Queue worker is created as soon as annotator detects q=True or queue=True param. Default queue is asyncio.queues.Queue. If you want to use e.g. priority queue, specify its class instead of just True.

# with annotation - function becomes worker target
from neotasker import background_worker

@background_worker(q=True)
def f(task, **kwargs):
    print('Got task from queue: {}'.format(task))

@background_worker(q=asyncio.queues.PriorityQueue)
def f2(task, **kwargs):
    print('Got task from queue too: {}'.format(task))

# with class
from neotasker import BackgroundQueueWorker

class MyWorker(BackgroundQueueWorker):

    def run(self, task, *args, **kwargs):
        print('my task is {}'.format(task))


f.start()
f2.start()
worker3 = MyWorker()
worker3.start()
f.put_threadsafe('task 1')
f2.put_threadsafe('task 2')
worker3.put_threadsafe('task 3')

put method is used to put task into worker’s queue.

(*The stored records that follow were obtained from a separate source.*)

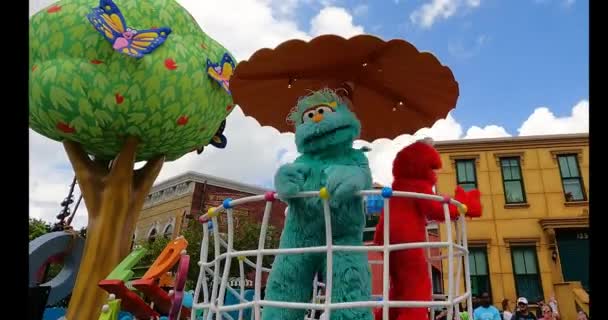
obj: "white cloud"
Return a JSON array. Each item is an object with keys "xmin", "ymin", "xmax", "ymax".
[
  {"xmin": 410, "ymin": 0, "xmax": 481, "ymax": 29},
  {"xmin": 353, "ymin": 4, "xmax": 369, "ymax": 16},
  {"xmin": 155, "ymin": 107, "xmax": 297, "ymax": 188},
  {"xmin": 178, "ymin": 0, "xmax": 310, "ymax": 61},
  {"xmin": 29, "ymin": 130, "xmax": 89, "ymax": 229},
  {"xmin": 310, "ymin": 7, "xmax": 365, "ymax": 37},
  {"xmin": 447, "ymin": 34, "xmax": 488, "ymax": 58},
  {"xmin": 518, "ymin": 100, "xmax": 589, "ymax": 136},
  {"xmin": 464, "ymin": 125, "xmax": 511, "ymax": 139}
]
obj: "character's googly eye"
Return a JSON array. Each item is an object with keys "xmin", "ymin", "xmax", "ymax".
[
  {"xmin": 316, "ymin": 106, "xmax": 334, "ymax": 115},
  {"xmin": 126, "ymin": 28, "xmax": 132, "ymax": 32},
  {"xmin": 302, "ymin": 110, "xmax": 316, "ymax": 123},
  {"xmin": 131, "ymin": 29, "xmax": 138, "ymax": 34}
]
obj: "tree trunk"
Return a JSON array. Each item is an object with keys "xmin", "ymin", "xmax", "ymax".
[{"xmin": 63, "ymin": 137, "xmax": 165, "ymax": 319}]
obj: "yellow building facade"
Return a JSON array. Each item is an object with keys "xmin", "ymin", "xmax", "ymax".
[{"xmin": 434, "ymin": 133, "xmax": 589, "ymax": 318}]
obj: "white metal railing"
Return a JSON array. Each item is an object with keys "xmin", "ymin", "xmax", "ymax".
[{"xmin": 191, "ymin": 188, "xmax": 473, "ymax": 320}]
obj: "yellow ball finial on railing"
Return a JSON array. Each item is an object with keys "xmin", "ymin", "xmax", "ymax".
[
  {"xmin": 319, "ymin": 187, "xmax": 330, "ymax": 200},
  {"xmin": 458, "ymin": 204, "xmax": 468, "ymax": 215},
  {"xmin": 207, "ymin": 207, "xmax": 219, "ymax": 218}
]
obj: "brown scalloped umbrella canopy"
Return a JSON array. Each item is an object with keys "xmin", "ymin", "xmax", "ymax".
[{"xmin": 231, "ymin": 34, "xmax": 459, "ymax": 142}]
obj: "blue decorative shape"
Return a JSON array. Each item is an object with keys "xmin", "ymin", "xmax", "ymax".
[
  {"xmin": 182, "ymin": 291, "xmax": 194, "ymax": 308},
  {"xmin": 224, "ymin": 289, "xmax": 255, "ymax": 320},
  {"xmin": 29, "ymin": 231, "xmax": 85, "ymax": 306},
  {"xmin": 222, "ymin": 198, "xmax": 233, "ymax": 209},
  {"xmin": 381, "ymin": 187, "xmax": 393, "ymax": 198},
  {"xmin": 365, "ymin": 195, "xmax": 384, "ymax": 214},
  {"xmin": 43, "ymin": 307, "xmax": 65, "ymax": 320},
  {"xmin": 208, "ymin": 221, "xmax": 214, "ymax": 230}
]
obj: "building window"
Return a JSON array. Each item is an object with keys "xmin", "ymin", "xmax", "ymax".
[
  {"xmin": 455, "ymin": 159, "xmax": 478, "ymax": 191},
  {"xmin": 163, "ymin": 224, "xmax": 174, "ymax": 239},
  {"xmin": 500, "ymin": 157, "xmax": 526, "ymax": 204},
  {"xmin": 363, "ymin": 213, "xmax": 380, "ymax": 242},
  {"xmin": 511, "ymin": 246, "xmax": 543, "ymax": 303},
  {"xmin": 557, "ymin": 154, "xmax": 586, "ymax": 202},
  {"xmin": 469, "ymin": 247, "xmax": 491, "ymax": 301},
  {"xmin": 432, "ymin": 267, "xmax": 444, "ymax": 294},
  {"xmin": 148, "ymin": 228, "xmax": 157, "ymax": 244}
]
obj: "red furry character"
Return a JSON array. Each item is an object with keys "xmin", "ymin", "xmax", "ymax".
[{"xmin": 373, "ymin": 141, "xmax": 482, "ymax": 320}]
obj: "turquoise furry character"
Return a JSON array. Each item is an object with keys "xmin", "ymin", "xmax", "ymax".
[{"xmin": 263, "ymin": 88, "xmax": 373, "ymax": 320}]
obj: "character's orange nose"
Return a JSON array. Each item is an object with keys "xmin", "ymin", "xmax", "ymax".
[{"xmin": 312, "ymin": 114, "xmax": 324, "ymax": 123}]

The method is thread-safe.

BackgroundEventWorker

Background worker which runs asynchronous loop waiting for the event and launches synchronous or asynchronous target when it’s happened.

Event worker is created as soon as annotator detects e=True or event=True param.

# with annotation - function becomes worker target
from neotasker import background_worker

@background_worker(e=True)
def f(task, **kwargs):
    print('happened')

# with class
from neotasker import BackgroundEventWorker

class MyWorker(BackgroundEventWorker):

    def run(self, *args, **kwargs):
        print('happened')


f.start()
worker3 = MyWorker()
worker3.start()
f.trigger_threadsafe()
worker3.trigger_threadsafe()

trigger_threadsafe method is used to put task into worker’s queue. The method is thread-safe. If worker is triggered from the same asyncio loop, trigger method can be used instead.

BackgroundIntervalWorker

Background worker which runs synchronous or asynchronous target function with the specified interval or delay.

Worker initial parameters:

  • interval run target with a specified interval (in seconds)
  • delay delay between target launches
  • delay_before delay before target launch

Parameters interval and delay can not be used together. All parameters can be overriden during startup by adding _ prefix (e.g. worker.start(_interval=1))

Background interval worker is created automatically, as soon as annotator detects one of the parameters above:

@background_worker(interval=1)
def myfunc(**kwargs):
    print('I run every second!')

@background_worker(interval=1)
async def myfunc2(**kwargs):
    print('I run every second and I am async!')

myfunc.start()
myfunc2.start()

As well as event worker, BackgroundIntervalWorker supports manual target triggering with worker.trigger() and worker.trigger_threadsafe()

Sometimes it’s required to call worker target function manually, without triggering - in example, to return result to the user. If you want interval worker to calculate the next scheduled execution from the time when target function was manually executed, use skip=True parameter when triggering:

def apifunc_trigger_worker_manually():
   myfunc2.trigger_threadsafe(skip=True)
   return myfunc2.run()

The call acts exactly like usual triggering, except worker skip the next target function execution once.